A link between proliferation and APA has long been recognised (39) and APA profile changes in the context of cancer have been extensively studied in the past decade (40,7,11,10). Whilst significant prognostic power has been attributed to the changing APA profiles observed in tumour samples (8,10) the physiological impact that APA has, however, is still largely uncertain. Furthermore, the underlying molecular mechanisms by which cancer-specific APA profiles are established is poorly understood and only a few cancer-specific regulators such as CFIm25 (7) and E2F (41) have so far been identified. We have not only found that hnRNPC can be deregulated in tumours driving characteristic APA profile changes but we further show that some of the affected genes are of high physiological importance for cancer progression. In particular, the hnRNPC mediated regulation of MTHFD1L illustrates the significance of our finding as it is a critical enzyme of mitochondrial folate metabolism which is tightly linked to cell proliferation. The overexpression of both MTHFD1L and MTHFD2 has been reported in cancer cells where it is associated with greater mortality. Elevated expression of these mitochondrial enzymes is believed to play a significant role in accelerating the synthesis of one-carbon units required for nucleotide synthesis and synthesis of glycine, thereby abetting cell proliferation (31). Our results suggest that hnRNPC could contribute to the establishment of an elevated MTHFD1L level by regulating APA of this gene. As a strictly nuclear hnRNP, elevated hnRNPC levels are likely to affect MTHFD1L APA at the point of poly(A) site selection by competing for binding with CstF64 at the DSE of the internal poly(A) site selection. This scenario is plausible as e-Clip data (ENCODE; GEO:GSE91860) shows hnRNPC binding at the 3′UTR and in the DSE region of the internal poly(A) site but not at the distal poly(A) site (Supplementary Figure S17). The physiological consequence of this APA event may contribute to the acceleration of the tetrahydrofolate pathway in the metastatic cells. The shift from the short isoform to the full-length may be critical as the short isoform of MTHFD1L has been shown to produce a non-functional version of MTHFD1L (42). Therefore, elevated levels of hnRNPC in tumours, through the above described mechanisms, may contribute to the increased levels of MTHFD1L which in turn creates a metabolic environment that is beneficial for proliferation.

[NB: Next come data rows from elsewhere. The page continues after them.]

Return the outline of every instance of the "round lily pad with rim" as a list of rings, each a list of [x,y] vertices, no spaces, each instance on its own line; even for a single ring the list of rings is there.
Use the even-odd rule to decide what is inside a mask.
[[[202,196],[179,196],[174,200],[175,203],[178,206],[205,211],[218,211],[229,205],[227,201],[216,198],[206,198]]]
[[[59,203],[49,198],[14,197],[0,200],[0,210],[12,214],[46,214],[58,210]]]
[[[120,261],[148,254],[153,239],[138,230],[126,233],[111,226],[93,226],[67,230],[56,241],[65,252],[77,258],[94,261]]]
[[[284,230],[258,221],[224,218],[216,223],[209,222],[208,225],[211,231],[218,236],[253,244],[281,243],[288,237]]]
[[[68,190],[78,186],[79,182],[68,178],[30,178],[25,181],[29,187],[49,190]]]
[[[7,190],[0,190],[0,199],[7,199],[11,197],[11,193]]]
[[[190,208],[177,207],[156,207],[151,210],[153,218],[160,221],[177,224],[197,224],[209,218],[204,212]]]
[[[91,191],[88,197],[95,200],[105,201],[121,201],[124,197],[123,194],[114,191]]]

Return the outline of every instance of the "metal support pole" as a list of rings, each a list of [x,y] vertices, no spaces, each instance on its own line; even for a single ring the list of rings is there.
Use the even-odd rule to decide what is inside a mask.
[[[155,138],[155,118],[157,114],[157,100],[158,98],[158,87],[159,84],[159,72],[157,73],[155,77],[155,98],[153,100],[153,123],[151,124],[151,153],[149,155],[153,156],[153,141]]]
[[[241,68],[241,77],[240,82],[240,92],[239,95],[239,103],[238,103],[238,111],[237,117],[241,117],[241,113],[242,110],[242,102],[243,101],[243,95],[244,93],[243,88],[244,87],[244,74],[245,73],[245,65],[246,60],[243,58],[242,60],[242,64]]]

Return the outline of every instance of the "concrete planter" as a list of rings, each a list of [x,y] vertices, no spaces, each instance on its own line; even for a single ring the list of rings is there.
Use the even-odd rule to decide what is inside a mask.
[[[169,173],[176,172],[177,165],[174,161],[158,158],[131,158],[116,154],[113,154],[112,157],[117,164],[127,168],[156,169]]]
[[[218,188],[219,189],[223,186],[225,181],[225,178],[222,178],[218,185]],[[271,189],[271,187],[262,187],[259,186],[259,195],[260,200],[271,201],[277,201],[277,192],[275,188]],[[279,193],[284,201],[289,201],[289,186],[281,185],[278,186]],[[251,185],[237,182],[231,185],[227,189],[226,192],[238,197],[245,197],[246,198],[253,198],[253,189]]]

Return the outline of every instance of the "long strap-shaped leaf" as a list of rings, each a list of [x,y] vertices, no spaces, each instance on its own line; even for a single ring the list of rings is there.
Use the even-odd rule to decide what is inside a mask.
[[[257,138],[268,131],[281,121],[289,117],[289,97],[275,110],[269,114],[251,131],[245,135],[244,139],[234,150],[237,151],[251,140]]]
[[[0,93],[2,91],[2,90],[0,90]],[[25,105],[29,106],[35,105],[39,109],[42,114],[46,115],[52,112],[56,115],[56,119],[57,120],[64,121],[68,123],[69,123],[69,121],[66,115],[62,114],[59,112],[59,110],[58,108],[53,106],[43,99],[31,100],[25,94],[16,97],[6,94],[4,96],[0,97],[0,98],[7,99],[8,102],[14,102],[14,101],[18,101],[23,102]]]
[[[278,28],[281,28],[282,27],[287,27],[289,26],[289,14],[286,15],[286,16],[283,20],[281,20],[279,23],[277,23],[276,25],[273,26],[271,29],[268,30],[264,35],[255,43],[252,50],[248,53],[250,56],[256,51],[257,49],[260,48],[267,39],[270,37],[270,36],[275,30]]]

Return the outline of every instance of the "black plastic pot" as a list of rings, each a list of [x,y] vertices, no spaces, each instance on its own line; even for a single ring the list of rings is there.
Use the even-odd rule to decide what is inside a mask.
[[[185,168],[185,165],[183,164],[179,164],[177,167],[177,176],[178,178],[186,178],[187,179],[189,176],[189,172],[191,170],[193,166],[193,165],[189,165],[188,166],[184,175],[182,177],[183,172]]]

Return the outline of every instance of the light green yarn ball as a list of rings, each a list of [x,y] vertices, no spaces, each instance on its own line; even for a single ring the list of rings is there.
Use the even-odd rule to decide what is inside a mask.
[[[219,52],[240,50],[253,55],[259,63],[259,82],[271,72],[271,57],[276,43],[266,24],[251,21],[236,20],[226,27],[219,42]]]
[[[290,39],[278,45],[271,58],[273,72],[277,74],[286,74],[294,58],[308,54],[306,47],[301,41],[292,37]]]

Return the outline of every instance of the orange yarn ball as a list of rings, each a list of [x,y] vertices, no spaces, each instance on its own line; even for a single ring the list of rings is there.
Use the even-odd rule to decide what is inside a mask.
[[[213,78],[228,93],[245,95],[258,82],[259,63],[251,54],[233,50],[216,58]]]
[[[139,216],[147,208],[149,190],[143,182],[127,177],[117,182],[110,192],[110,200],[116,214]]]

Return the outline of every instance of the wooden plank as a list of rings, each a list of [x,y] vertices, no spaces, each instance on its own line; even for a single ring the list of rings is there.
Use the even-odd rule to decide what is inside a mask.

As shown in Figure 5B and Supplementary Figure S15, the elevated levels of hnRNPC also affect UTR-APA by influencing the poly(A) site selection of PA2G4 and CLCN7. Interestingly, both MTHFD1L and CLCN7 show similar profile changes in Hek293 cells upon hnRNPC depletion (Supplementary Figure S20). However, for all APA events, the true physiological contribution of the characteristic profile changes can be difficult to determine and this is particularly the case for UTR-APA events. We cannot exclude the possibility that many of the hnRNPC induced UTR-APA changes are ‘collateral damage’ and may have little, if any, effect on the cellular state and actual disease progression.
The fact that SMAD3 undergoes APA, may be of significance in the context of colon cancer progression. SMAD3 protein is a transforming growth factor-β (TGF-β) receptor, and disruption of the SMAD3 gene in mouse results in the onset of metastatic colorectal cancer after 4–6 months (29). In normal epithelial tissue, TGF-β signalling provides a growth inhibitory signal, so downregulation or disruption of receptors on this pathway reduce or remove these inhibitory signals, thus increasing the rate of proliferation in these cells (43). The distal mRNA isoform may be less efficiently translated and so contribute to overall suppression of SMAD3 expression. The increased frequency of the longer SMAD3 APA isoform in the cytoplasm of SW620 cells compared to both 1CT and SW480 cells may be regulated by MiR-145. MiR-145 has previously been shown to target the SMAD3 3′UTR (44). Interestingly, in SW480 cells, which show the same SMAD3 APA profile as 1CT cells (Figure 2C), MiR-145 is downregulated 19-fold compared to SW620 cells (45), providing a possible explanation for the relative increase of the longer isoform compared to the shorter isoform in the cytoplasm of SW620 cells.
DATA AVAILABILITY
Data accession number: GSE102357. URL: http://www.ncbi.nlm.nih.gov/geo/query/acc.cgi?acc=GSE102357.
Supplementary Material
ACKNOWLEDGEMENTS
We would like to thank all the members of the Furger lab for their discussions and contributions to this paper. We thank Nick Proudfoot and Jane Mellor for the critical reading of the manuscript. We thank Claus Lindbjerg Andersen for providing access to the RNA sequencing data from PMID: 25079323, EGAS00001000854. The authors of the original data set bear no responsibility for the analysis or interpretation of the data presented in this paper.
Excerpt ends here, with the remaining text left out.